Отчего же он умер? Она почему-то забыла, а теперь хочет знать. Это случилось внезапно. Марина была тогда совсем маленькой, Петер уже пустился во все тяжкие, а их двухкомнатная квартира на севере Актона напоминала декорацию пинтеровской пьесы. Лора знает одно: «Фемину», которую ее преданные клиенты до сих пор почитают за старомодность и верность традициям, пришлось продать миссис Добош, соотечественнице семьи Каройи.
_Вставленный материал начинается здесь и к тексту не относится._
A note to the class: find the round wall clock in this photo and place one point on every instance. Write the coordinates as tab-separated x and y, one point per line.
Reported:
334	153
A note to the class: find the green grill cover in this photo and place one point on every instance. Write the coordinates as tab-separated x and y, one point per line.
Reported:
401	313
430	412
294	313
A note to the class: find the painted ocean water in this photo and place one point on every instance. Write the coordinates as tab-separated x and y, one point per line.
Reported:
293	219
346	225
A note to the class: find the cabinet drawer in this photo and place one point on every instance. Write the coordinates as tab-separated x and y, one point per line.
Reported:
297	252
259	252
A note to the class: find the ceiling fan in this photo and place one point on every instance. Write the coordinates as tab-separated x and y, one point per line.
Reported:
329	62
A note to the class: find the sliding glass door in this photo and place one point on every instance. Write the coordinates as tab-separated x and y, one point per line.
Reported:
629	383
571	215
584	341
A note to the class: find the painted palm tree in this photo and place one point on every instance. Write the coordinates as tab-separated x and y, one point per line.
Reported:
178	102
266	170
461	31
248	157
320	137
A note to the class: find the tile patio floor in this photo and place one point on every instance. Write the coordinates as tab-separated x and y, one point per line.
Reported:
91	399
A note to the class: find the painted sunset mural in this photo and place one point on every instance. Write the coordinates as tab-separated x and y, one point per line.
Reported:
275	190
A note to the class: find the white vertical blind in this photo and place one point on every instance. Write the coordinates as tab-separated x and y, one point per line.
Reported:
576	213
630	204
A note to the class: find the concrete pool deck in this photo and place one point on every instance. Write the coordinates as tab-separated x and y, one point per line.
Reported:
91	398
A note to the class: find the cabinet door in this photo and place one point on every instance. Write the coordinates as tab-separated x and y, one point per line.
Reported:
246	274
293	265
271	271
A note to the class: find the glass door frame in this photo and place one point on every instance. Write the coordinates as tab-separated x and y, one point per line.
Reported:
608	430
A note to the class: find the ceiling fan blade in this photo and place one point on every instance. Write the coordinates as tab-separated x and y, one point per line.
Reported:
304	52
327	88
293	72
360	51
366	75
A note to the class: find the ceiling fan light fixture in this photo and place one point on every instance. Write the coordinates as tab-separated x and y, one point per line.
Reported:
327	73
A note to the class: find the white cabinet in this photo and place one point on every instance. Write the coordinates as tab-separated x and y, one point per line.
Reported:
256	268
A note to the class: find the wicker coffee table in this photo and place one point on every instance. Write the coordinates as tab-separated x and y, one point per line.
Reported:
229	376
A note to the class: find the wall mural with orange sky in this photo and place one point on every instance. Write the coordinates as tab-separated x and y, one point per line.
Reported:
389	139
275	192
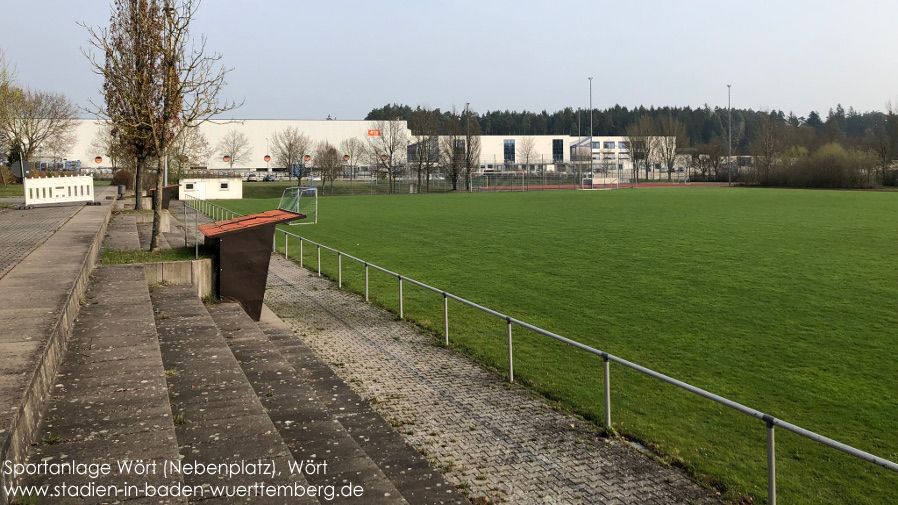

Рози, низведенная в управительницы, состарилась. Сестры живут на ее доход и прибыток от «надомной работы»: так Ильди называет вычитку гранок для венгерских и чешских деловых знакомых, над которой корпит иногда – в последнее время все реже.
Кум-Эбби – естественная среда обитания здоровых детей из богатых семейств. Может, кому-то другому школа и готова предоставить отсрочку по уплате счетов, но Марине на это не стоит рассчитывать. Если Лора лишится работы – из-за профнепригодности, секса или его отсутствия, – что спасет их от нищеты?
Когда она входит в гостиную с ежевечерним стаканом воды, раздается телефонный звонок. Лора подскакивает, будто ее поймали с поличным.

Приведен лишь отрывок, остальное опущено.